Türk ulusunun yüksek temsilcisi olan büyük meclis’in uygun bulunmasına ve onayına sunulan Türk Medeni Kanunu tasarısı yürürlüğe konulduğu gün ulusumuz on üç yüzyılın kendisini çeviren hastalıklı inançlarından ve kargaşadan kurtulmuş eski uygarlığın kapılarını kapayarak yaşam ve verimlilik getiren çağdaş uygarlığın içine girmiş bulunacaktır.

İşte bu gerekçe ile kabul edilmiş olan ve Türk hukuk hayatında fevkalade önemli yeri ve işlevi olan Türk kanunu Medenisi-kısaca Medeni Kanun-yürürlükte bulunduğu 74 yıllık uygulama sürecinde, ilki 1938 yılında olmak üzere çeşitli tarihlerde pek çok değişiklikler geçilmiştir.

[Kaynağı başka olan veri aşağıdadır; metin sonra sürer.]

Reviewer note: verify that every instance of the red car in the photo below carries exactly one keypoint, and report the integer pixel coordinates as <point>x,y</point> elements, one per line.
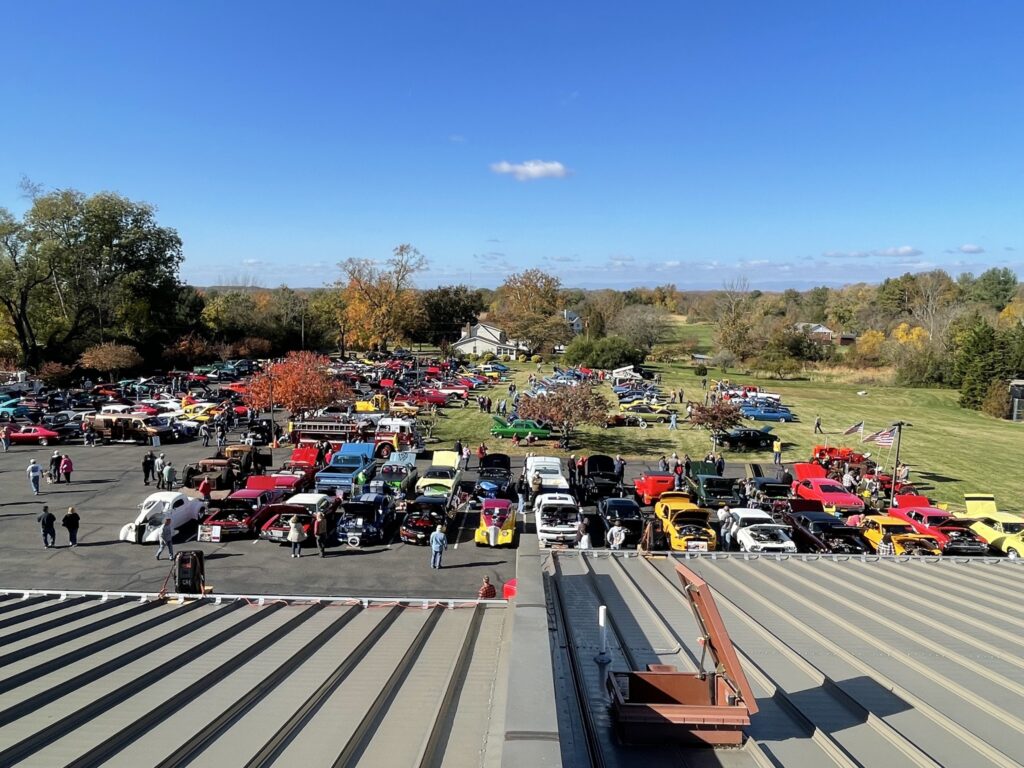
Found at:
<point>830,494</point>
<point>34,436</point>
<point>649,485</point>
<point>953,536</point>
<point>244,512</point>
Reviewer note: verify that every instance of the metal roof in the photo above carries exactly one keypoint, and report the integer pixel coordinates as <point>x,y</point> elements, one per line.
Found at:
<point>853,662</point>
<point>131,681</point>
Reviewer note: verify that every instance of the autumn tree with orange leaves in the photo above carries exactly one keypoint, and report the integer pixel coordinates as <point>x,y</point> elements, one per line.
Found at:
<point>300,382</point>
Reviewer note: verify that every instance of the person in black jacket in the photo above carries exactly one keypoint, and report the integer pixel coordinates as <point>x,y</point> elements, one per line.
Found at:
<point>71,521</point>
<point>46,522</point>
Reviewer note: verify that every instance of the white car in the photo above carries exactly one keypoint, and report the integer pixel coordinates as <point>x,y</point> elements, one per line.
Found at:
<point>157,508</point>
<point>757,531</point>
<point>557,517</point>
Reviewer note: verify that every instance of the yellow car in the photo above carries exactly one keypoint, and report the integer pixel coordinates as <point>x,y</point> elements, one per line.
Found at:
<point>1001,530</point>
<point>688,530</point>
<point>672,502</point>
<point>905,540</point>
<point>497,523</point>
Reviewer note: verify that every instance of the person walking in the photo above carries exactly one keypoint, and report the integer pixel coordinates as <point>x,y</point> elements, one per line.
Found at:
<point>169,476</point>
<point>46,521</point>
<point>67,467</point>
<point>296,535</point>
<point>321,531</point>
<point>158,468</point>
<point>71,521</point>
<point>148,460</point>
<point>486,591</point>
<point>438,543</point>
<point>166,540</point>
<point>35,473</point>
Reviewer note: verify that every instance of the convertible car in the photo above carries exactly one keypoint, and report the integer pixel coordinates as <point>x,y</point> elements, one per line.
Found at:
<point>498,523</point>
<point>158,507</point>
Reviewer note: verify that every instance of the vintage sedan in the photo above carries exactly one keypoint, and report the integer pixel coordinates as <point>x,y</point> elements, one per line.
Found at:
<point>649,485</point>
<point>689,530</point>
<point>34,436</point>
<point>830,494</point>
<point>626,513</point>
<point>422,517</point>
<point>145,528</point>
<point>498,523</point>
<point>953,536</point>
<point>905,540</point>
<point>520,428</point>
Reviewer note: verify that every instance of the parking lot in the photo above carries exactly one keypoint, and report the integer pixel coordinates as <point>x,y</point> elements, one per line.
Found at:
<point>105,491</point>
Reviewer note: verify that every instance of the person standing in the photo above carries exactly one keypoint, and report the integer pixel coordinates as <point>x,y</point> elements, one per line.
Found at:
<point>35,473</point>
<point>71,521</point>
<point>438,543</point>
<point>67,467</point>
<point>486,591</point>
<point>148,460</point>
<point>166,540</point>
<point>296,536</point>
<point>321,531</point>
<point>46,522</point>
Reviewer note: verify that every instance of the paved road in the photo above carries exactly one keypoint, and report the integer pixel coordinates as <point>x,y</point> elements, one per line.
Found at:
<point>107,488</point>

Canlı varlıkların, organizmaların zamanla yaşlanması ve beklenen performansı göstermekten yavaş yavaş uzaklaşması gibi, sosyal varlıklar olan kanunlar da zamanla yaşanmakta ve günün ihtiyaçlarına gereği gibi cevap vermekte zorlanmamaktadırlar. Bu sebeptir ki kanunların, özellikle Medeni Kanun, Ceza Kanunu, Ticaret Kanunu ve Usul Kanunları gibi temel kanunların belli bir süre geçtikten sonra baştan aşağıya yeniden gözden geçirilmesi ve yaşanan çağın ve gelişen teknolojinin ihtiyaçlarına cevap verebilir hale getirilmesi kaçınılmazdır. Nitekim son yıllarda Almanya ve İsviçre’de bu yola gidilmiş, Alman Medeni Kanununda (ZGB) yapılan köklü değişikliklerle bazı kurumlar geliştirilerek yeni sosyal görüşlere ve ihtiyaçlara cevap verilebilir duruma getirilmişlerdir.